Esa caridad debería extenderse a los propios donantes, quienes a menudo estipulaban que su nombre fuera conmemorado y que los beneficiarios de su generosidad oraran por su alma (a perpetuidad). Los católicos rezan habitualmente por las pobres almas del purgatorio, pero ¿es posible mirar el rostro desconocido de Jean Rolin a 500 años de distancia y ver no una figura histórica remota, sino una persona real por cuya alma podemos o debemos orar (incluso si el único beneficio que hemos recibido de él es la visión de este cuadro)?

Si los retratos de los donantes no prueban nada más, es que la fama y la fortuna mundanas son cosas pasajeras. En la mayoría de los casos, cualquier notoriedad que estos dignos benefactores tuvieron en su época ya no existe, y sus nombres merecen, en el mejor de los casos, un encogimiento de hombros por parte de la mayoría de nosotros. Sus retratos cuelgan en iglesias y museos, inmortalizados y olvidados, y sus expresiones vacías se reflejan en las nuestras. Incluso el artista puede sufrir un destino similar. Al menos desde los fabricantes de jarrones griegos, los artistas han firmado sus obras, tanto para que sirvan como sello de autenticidad como por el deseo de preservar su nombre, pero no hay garantía de éxito.

Sólo recientemente se vinculó el nombre de Jean Hey con ésta y con un pequeño conjunto de otras obras maestras que durante mucho tiempo habían sido atribuidas a un tal “Maestro de Moulins”; Incluso con la identificación, Hey sigue siendo una figura confusa. Tal vez así lo deseaba, aunque un disco contemporáneo llama Hey a pictor atroz—“un pintor famoso”. Sin embargo, muchos artistas deliberadamente no firman sus obras: los trabajadores anónimos que construyeron las catedrales dieron otro tipo de ejemplo al escribir en sus construcciones las palabras del Salmo 113 (115): “No a nosotros, oh Señor, no a nosotros, pero a tu Nombre da gloria”.

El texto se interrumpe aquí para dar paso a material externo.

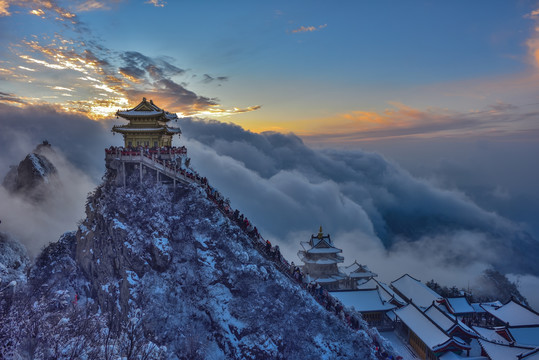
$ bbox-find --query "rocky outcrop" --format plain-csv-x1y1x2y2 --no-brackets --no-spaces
0,174,374,359
0,232,30,291
2,143,57,201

En realidad, el retrato del donante sólo tiene sentido en una sociedad completamente cristiana o religiosa. Hay una razón por la que el género se desvaneció a principios de la era moderna, dejado de lado por el retrato secular puro y simple. Es difícil imaginar un renacimiento contemporáneo: ¿qué figura política o celebridad actual podemos imaginar arrodillándose en el lugar del cardenal sin que el efecto sea ofensivo o ridículamente autoengrandecedor o evidentemente irónico? Pero esa puede ser la razón por la que no debemos descuidar el retrato del donante o su mensaje: sigue siendo un potente recordatorio de nuestra obligación continua de aspirar a la virtud y conducir al mundo de regreso a la fe.